En 2014, l’émergence de Daech comme un acteur menaçant pour la région ainsi que pour le système international a attiré l’attention de la sphère politico-médiatique. Au-delà de la perception souvent simpliste du groupe comme étant une armée de djihadistes assoiffés de sang, Daech s’avère être une machine stratégique et militaire à part entière. Alohanews consacre un dossier spécial « État islamique », avec la publication de plusieurs articles, pour tenter de comprendre différents aspects du phénomène.

Le début de l’année 2014, fort de constats, se dessine comme une continuité conséquentielle de l’occupation américaine de 2003. Le 20 mars 2003, George W. Bush lance une guerre pour capturer Saddam Hussein, l’homme d’État irakien. L’opération militaire, d’une part, parachève la « guerre contre la terreur » entamée depuis les attentats du World Trade Center et, d’autre part, permet l’instauration d’un gouvernement démocratique et pro-américain en Irak. Le 9 avril 2003, c’est la chute de Bagdad. Le chef d’État, accusé de détenir les armes de destruction massive, prend la fuite.
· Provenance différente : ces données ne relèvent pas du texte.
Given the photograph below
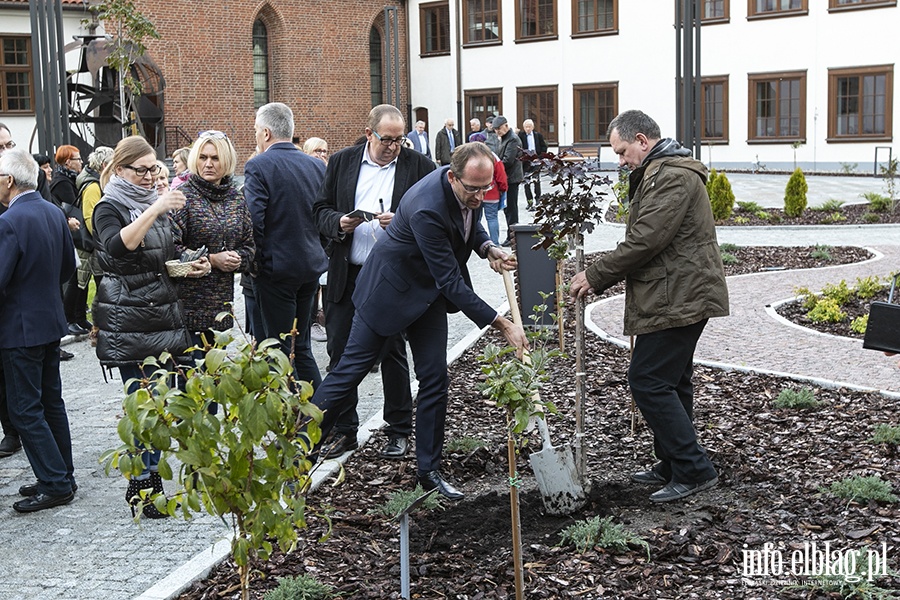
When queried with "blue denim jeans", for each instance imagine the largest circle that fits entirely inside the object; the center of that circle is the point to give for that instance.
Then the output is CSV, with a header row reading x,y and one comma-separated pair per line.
x,y
37,411
490,215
Il sera capturé le 13 décembre et condamné à mort le 5 novembre 2006. Après le départ de Saddam Hussein du pouvoir et l’abolition du parti Baas, c’est l’instauration d’un gouvernement de transition. L’Irak post-Hussein sombre dans un déferlement de violence contre l’armée américaine et, plus tard, par une guerre civile aux attentats quotidiens[1]. Entre le 1er mai 2003 et la fin de la même année, 249 soldats américains perdaient la vie. Entre les Kurdes et leur volonté d’indépendance de longue date et l’explosion de violence sunnite, les chiites, majoritaires en Irak, étaient les plus prompts à entrer dans les plans de Washington. La volonté de donner le pouvoir à la communauté chiite, les États-Unis poursuivaient plusieurs objectifs. Selon Gilles Kepel, politologue français et spécialiste de l’islam du monde contemporain, la volonté de donner le pouvoir à la communauté chiite répondait à plusieurs objectifs du gouvernement américain : « pondérer au profit des chiites, plus nombreux que les sunnites sur les rives du Golfe, la redistribution des revenus pétroliers – et également peser sur les équilibres internes au monde chiite en ramenant Téhéran dans le giron américain[2]. »
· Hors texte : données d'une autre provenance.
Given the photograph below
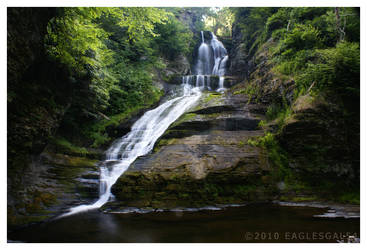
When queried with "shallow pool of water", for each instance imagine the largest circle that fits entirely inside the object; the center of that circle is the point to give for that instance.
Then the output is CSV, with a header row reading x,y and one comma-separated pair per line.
x,y
250,223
Avec l’avènement des partisans du chiisme au pouvoir, la chasse de la population sunnite entamée par les milices chiites a fait de Bagdad une ville majoritairement chiite, sans quartiers mixtes. Ces tensions interconfessionnelles ont provoqué la mort de milliers d’Irakiens. On y reviendra plus en profondeur dans les pages qui suivent. À partir de 2012, l’exacerbation de la guerre en Syrie a également accru les ambitions politico-militaires de Daech. De plus, l’expansion exponentielle du groupe sur des territoires syriens et irakiens en un laps de temps très court a alerté les acteurs locaux et internationaux. La guerre déclarée aux États-nations régionaux notamment les États arabes ainsi que les pays d’Occident considérés par Daech comme des puissances « mécréantes », a donné une dimension mondiale au phénomène. Après le Printemps arabe, un nouveau vent bouleverse le Moyen-Orient.

Imambajev Nikita

[1] KEPEL (Gilles), Fitna. Guerre au cœur de l’islam, Paris, Ed. Gallimard, 2004, p.

[2] LUIZARD (Pierre-Jean), Le piège Daech – L’Etat islamique ou le retour de l’Histoire, Paris, Ed. La Découverte, (Coll. « Cahiers libres »), 2015.